Clinico-molecular characteristics and enhanced efficacy of immune checkpoint inhibitors in TP53-mutated advanced biliary tract cancer - PubMed
4 hours ago
- #Biliary tract cancer
- #TP53 mutations
- #Immunotherapy
- TP53 mutations are prevalent in biliary tract cancer (BTC), with 52.7% of patients in the study having TP53-mutated tumors in the tissue-based cohort.
- The study identifies unique molecular profiles: TP53-mutated tumors are enriched with co-alterations like SMAD4, ERBB2, PTEN, and CCNE1, while wild-type tumors more frequently have IDH1, BAP1, and FGFR2 fusions.
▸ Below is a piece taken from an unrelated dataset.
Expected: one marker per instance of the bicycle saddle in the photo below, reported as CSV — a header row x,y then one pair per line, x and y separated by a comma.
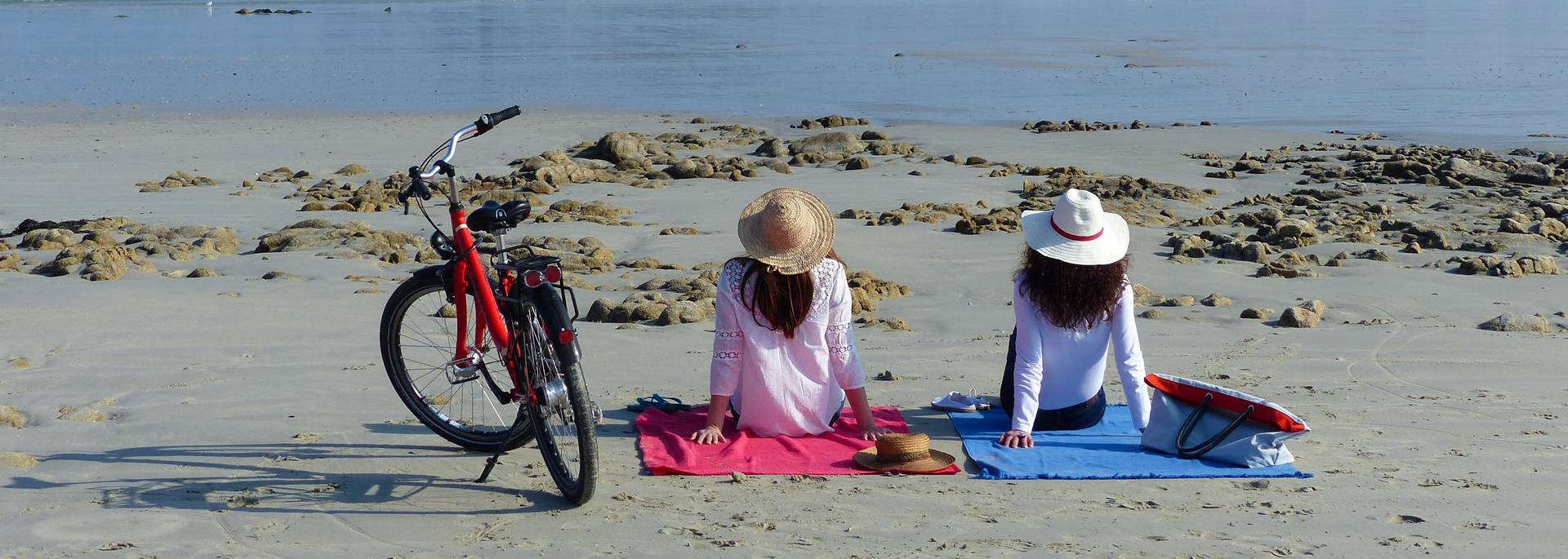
x,y
494,218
- TP53 mutations are independently associated with shorter progression-free survival (PFS) and show a trend toward shorter overall survival (OS), indicating a poorer prognosis.
- A significant treatment-TP53 interaction is observed: TP53 mutations correlate with shorter PFS in non-ICI regimens but numerically longer PFS in ICI-containing regimens, suggesting enhanced efficacy of immune checkpoint inhibitors.
- Transcriptomic analysis reveals lower TIDE scores in TP53-mutated tumors, implying these tumors may be more responsive to immunotherapy due to reduced immune evasion potential.
- The findings support biomarker-driven stratification in advanced BTC, proposing TP53 mutations as a predictor for greater benefit from ICI therapy.